Cyclors had been outlawed for the 2021 Cup, but returned in 2024 as crew sizes shrank to eight from 11, which meant that grinders operating hand-cranks could no longer generate enough power.
"Obviously you're way more powerful with your legs than with your upper body, so it's a no-brainer," says Ineos Britannia skipper Ben Ainslie. "We literally can't operate the boat unless they're doing their thing and generating quite immense amounts of wattage."
All that wattage is stored in a hydraulic system and used to adjust the sails during the rapid maneuvering required in the regatta's head-to-head competition.
Over the course of a race, a boat might have to execute up to 50 maneuvers in the space of 20 to 25 minutes. Each one demands a lung-burning sprint from the cyclors.
When they weren't training, cyclors on the U.S.'s American Magic also joined in the technological race to develop those systems and their part of the boat, said Ben Day, a retired pro cyclist turned coach who is the team's performance lead.
"Some of the cyclors are mechanical engineers," he said. "They bring some of their own thoughts about how to support the development."
Not all of them need advanced degrees, however -- which is just as well, since finding adequate candidates is tricky enough as it is. There's only a shallow pool of athletes in existence who can suddenly morph into cyclors.
Road cyclists were built too light, since each boat has minimum weight requirements, and even bulkier track cyclists are often too small. So Team Ineos settled on a different population of huge men who knew what it meant to suffer: they turned out to be ex-rowers.

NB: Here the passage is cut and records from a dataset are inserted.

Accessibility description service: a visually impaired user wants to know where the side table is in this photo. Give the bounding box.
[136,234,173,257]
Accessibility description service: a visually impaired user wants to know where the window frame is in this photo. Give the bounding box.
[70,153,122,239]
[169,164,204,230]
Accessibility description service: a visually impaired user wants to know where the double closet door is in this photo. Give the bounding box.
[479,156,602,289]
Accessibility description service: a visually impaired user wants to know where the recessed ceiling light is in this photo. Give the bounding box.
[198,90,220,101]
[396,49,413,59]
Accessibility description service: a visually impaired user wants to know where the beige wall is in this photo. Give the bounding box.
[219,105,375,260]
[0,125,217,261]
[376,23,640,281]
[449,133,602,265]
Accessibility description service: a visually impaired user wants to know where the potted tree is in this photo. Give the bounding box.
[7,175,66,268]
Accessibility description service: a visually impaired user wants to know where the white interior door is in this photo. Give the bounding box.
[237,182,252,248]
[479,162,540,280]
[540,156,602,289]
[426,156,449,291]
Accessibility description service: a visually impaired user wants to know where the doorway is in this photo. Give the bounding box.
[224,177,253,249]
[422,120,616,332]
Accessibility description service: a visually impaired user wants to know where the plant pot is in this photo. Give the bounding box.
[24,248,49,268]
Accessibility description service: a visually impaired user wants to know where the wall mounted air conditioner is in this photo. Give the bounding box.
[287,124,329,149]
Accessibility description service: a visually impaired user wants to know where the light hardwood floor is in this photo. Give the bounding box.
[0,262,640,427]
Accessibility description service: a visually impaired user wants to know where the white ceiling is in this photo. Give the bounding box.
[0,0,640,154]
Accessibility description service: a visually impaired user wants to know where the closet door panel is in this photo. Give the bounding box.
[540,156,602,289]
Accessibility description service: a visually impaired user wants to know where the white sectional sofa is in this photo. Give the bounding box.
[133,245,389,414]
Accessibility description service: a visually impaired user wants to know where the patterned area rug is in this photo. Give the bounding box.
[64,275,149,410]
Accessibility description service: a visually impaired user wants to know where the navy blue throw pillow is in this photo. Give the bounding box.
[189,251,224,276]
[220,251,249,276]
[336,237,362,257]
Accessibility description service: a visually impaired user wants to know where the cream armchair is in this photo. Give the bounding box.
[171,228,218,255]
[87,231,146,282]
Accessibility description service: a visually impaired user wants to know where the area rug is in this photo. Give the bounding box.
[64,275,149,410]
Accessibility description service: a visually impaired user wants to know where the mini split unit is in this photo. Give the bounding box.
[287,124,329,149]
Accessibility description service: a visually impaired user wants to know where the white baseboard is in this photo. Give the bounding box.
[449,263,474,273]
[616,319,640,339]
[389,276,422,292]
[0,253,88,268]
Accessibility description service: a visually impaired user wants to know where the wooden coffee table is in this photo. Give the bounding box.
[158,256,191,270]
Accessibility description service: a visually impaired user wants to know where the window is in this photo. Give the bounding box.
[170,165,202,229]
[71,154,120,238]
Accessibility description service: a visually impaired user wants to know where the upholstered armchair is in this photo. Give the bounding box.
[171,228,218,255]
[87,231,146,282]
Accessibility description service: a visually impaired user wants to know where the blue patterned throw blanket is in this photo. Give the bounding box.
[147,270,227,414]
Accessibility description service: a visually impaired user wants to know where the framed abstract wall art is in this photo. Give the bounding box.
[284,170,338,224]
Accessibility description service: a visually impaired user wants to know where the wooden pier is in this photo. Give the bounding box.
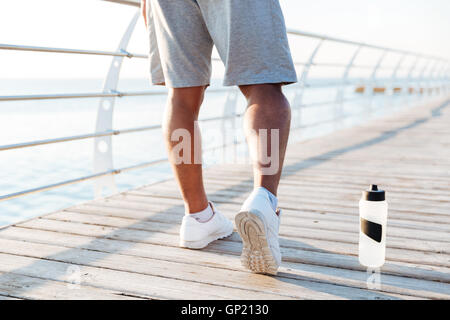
[0,101,450,300]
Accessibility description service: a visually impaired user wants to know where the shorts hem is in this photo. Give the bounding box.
[223,77,298,87]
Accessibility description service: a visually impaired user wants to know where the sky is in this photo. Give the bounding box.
[0,0,450,78]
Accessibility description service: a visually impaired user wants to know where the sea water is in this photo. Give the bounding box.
[0,79,422,226]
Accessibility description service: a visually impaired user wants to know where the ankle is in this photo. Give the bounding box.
[255,186,278,215]
[186,202,214,223]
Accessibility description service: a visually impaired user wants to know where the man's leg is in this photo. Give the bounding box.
[235,84,291,275]
[239,84,291,196]
[164,86,208,213]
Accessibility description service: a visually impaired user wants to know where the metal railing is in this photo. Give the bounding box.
[0,0,450,201]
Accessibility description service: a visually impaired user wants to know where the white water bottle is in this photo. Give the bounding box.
[359,185,388,268]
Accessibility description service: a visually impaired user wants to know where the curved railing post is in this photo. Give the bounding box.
[386,53,408,105]
[94,11,140,198]
[221,89,238,163]
[292,39,324,127]
[365,49,388,114]
[333,44,364,123]
[406,56,420,104]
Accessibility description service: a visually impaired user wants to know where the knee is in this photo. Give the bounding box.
[168,86,206,116]
[239,84,291,118]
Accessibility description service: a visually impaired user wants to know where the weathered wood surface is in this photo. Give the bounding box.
[0,102,450,300]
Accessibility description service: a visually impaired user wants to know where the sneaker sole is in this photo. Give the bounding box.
[235,211,278,275]
[180,229,233,249]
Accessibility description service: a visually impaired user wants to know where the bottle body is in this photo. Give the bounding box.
[359,199,388,268]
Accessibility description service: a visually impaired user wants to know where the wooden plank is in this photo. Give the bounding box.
[0,272,139,300]
[59,207,450,267]
[0,251,285,300]
[11,219,450,282]
[129,186,450,231]
[0,239,414,299]
[0,228,450,299]
[91,194,450,252]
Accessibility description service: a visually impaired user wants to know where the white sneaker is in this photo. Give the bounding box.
[236,189,281,275]
[180,202,233,249]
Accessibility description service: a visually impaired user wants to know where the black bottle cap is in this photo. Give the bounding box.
[362,184,386,201]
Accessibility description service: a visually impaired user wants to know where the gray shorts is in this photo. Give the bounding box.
[147,0,297,88]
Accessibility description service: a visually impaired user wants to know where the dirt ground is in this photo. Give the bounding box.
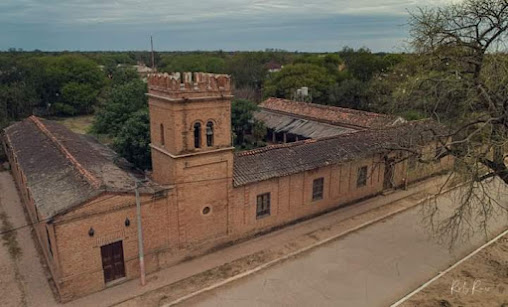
[0,171,57,307]
[402,235,508,307]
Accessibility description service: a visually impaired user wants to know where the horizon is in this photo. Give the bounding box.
[0,0,458,53]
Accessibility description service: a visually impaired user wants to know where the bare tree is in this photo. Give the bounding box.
[399,0,508,244]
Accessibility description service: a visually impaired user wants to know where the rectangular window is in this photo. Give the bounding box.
[312,178,325,201]
[256,193,270,219]
[356,166,368,188]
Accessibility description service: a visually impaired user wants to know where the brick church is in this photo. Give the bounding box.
[2,73,453,301]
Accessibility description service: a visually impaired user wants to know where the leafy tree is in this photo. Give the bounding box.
[92,79,147,136]
[0,82,37,128]
[328,79,368,110]
[38,55,105,115]
[264,64,334,104]
[111,66,139,87]
[160,54,225,73]
[396,0,508,243]
[113,108,152,170]
[226,52,270,89]
[293,53,348,82]
[339,47,391,82]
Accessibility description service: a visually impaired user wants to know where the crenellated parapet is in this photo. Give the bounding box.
[148,72,231,98]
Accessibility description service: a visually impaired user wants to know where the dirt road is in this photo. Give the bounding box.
[182,180,508,307]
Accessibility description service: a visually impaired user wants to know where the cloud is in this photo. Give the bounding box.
[0,0,460,50]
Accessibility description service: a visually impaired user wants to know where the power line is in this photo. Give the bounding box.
[0,152,384,235]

"We had some guys who had never been sailing before," says Gotrel, who is 6-foot-5, 210 pounds, and has trained on six-hour rides with the Ineos professional cycling team. "Let alone being on a 75-foot foiling boat."
What doesn't change is how much it hurts. The cyclors sit in their boxes, slow-broiled by the Catalan sun, while being thrown around corners, buffeted by G-forces, and pedaling like there's no tomorrow. Their power output averages around 500 watts for 20 minutes, Ainslie said, which is the equivalent of what a Tour de France winner might pump out during the steepest climbs through the Alps. And they must do all of it as their core temperatures soar above 100 degrees -- the rules don't allow for cooling systems in the cockpits.
So by the end of a race, a cyclor is little more than an achy, sweaty mess." [1]
1. The Sailors Hoping to Win the America's Cup -- by Pedaling Bikes. Robinson, Joshua; Kuriloff, Aaron. Wall Street Journal, Eastern edition; New York, N.Y.. 20 Sep 2024: A.12.